Juarez is a member of the Sanctuary City Committee, an organization striving to provide basic needs to immigrants in Iowa City, regardless of legal status.

“We’re looking at people’s rights,” said Juarez, a pastor at St. Patrick’s Church, 4330 St. Patrick’s Drive.

Juarez and other committee members said they want Iowa City to adopt a sanctuary ordinance that would ban employers and, in some cases, police agencies from asking people about their legal status.

Immigrants would be able to report crimes or call authorities without fear of having to provide legal documentation, Juarez said.

“We want to make the Iowa City and Coralville area a welcoming community for all people regardless of status,” he said.

The first step is education and awareness, he said.

The Sanctuary City Committee plans to take that step in a public forum at 7 p.m. today in the Iowa City Public Library, 123 S. Linn St.

“This is our first sort of coming-out meeting,” said Sarah Swisher, a member of the Sanctuary City Committee.

Planning and organization of the committee began in early 2009, she said.

She noted that two of the largest illegal immigration raids in the United States occurred in Iowa — the 2006 Swift & Co. raid in Marshalltown and Postville’s Agriprocessors Inc. raid in 2008 — and raised the need for action.

There are more than 50 sanctuary cities in the United States, she said, including Chicago, Minneapolis, and Madison, Wis.

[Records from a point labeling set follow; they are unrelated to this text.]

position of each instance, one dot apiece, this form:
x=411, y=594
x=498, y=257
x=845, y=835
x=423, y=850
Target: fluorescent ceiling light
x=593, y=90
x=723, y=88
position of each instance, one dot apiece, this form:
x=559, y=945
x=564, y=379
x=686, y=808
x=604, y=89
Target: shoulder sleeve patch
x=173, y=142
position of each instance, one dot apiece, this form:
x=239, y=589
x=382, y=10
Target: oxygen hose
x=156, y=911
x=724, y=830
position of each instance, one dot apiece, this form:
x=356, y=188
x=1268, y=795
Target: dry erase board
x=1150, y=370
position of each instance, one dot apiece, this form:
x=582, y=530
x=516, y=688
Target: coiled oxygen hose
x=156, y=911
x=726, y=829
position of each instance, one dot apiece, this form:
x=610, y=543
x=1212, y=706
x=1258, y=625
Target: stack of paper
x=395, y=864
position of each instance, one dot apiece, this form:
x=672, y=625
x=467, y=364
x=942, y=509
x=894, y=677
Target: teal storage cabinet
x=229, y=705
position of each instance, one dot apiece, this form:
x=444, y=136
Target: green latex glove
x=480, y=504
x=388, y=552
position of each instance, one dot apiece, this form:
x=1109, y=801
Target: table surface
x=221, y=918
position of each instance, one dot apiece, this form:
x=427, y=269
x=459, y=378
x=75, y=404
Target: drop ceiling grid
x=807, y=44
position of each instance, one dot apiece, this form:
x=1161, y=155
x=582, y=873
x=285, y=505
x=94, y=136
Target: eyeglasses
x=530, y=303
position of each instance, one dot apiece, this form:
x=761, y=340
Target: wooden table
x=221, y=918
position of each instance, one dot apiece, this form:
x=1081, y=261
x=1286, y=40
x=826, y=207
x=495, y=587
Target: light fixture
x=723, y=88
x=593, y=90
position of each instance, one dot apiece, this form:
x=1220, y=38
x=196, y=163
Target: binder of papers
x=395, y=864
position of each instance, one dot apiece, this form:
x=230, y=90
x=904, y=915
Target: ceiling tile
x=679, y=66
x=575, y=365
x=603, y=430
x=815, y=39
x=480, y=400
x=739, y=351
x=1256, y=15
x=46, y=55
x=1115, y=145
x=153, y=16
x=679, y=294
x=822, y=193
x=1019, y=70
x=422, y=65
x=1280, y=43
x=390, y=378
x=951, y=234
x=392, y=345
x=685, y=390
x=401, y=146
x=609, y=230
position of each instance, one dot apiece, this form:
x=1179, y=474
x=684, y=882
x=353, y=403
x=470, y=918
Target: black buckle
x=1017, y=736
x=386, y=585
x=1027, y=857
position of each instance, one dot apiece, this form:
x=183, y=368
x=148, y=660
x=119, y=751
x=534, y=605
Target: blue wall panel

There are none in Iowa.

The designation is often meant to show that the local government will not become actively involved with federal immigration matters.

Adding Iowa City to the list of sanctuary cities would not only give struggling immigrants security and potential for employment, it would also make the area a more enticing community, said Pastor Karla Stoltzfus Detweiler, also a member of the Sanctuary City Committee.

“We’re encouraging an attitude of welcome for all ethnicities and origins,” she said.

But Robert Ussery, director of the Des Moines chapter of the Minutemen Civil Defense Corps — an organization dedicated to seeing the U.S. borders secured against unlawful and unauthorized entry — opposes sanctuary cities.

“It’s a slap in the face to all hardworking immigrants who came here legally,” he said, and, in his opinion, sanctuary cities are a violation of federal law.

Ussery argued that cities taking sanctuary status will see such repercussions as boycotts at businesses or athletics events.

The Iowa City City Council will make a decision regarding a sanctuary ordinance. Members of the Iowa City Human Rights Commission believe Iowa City residents and officials need ample information before making a decision, said Dianne Day, the vice chairwoman of the commission.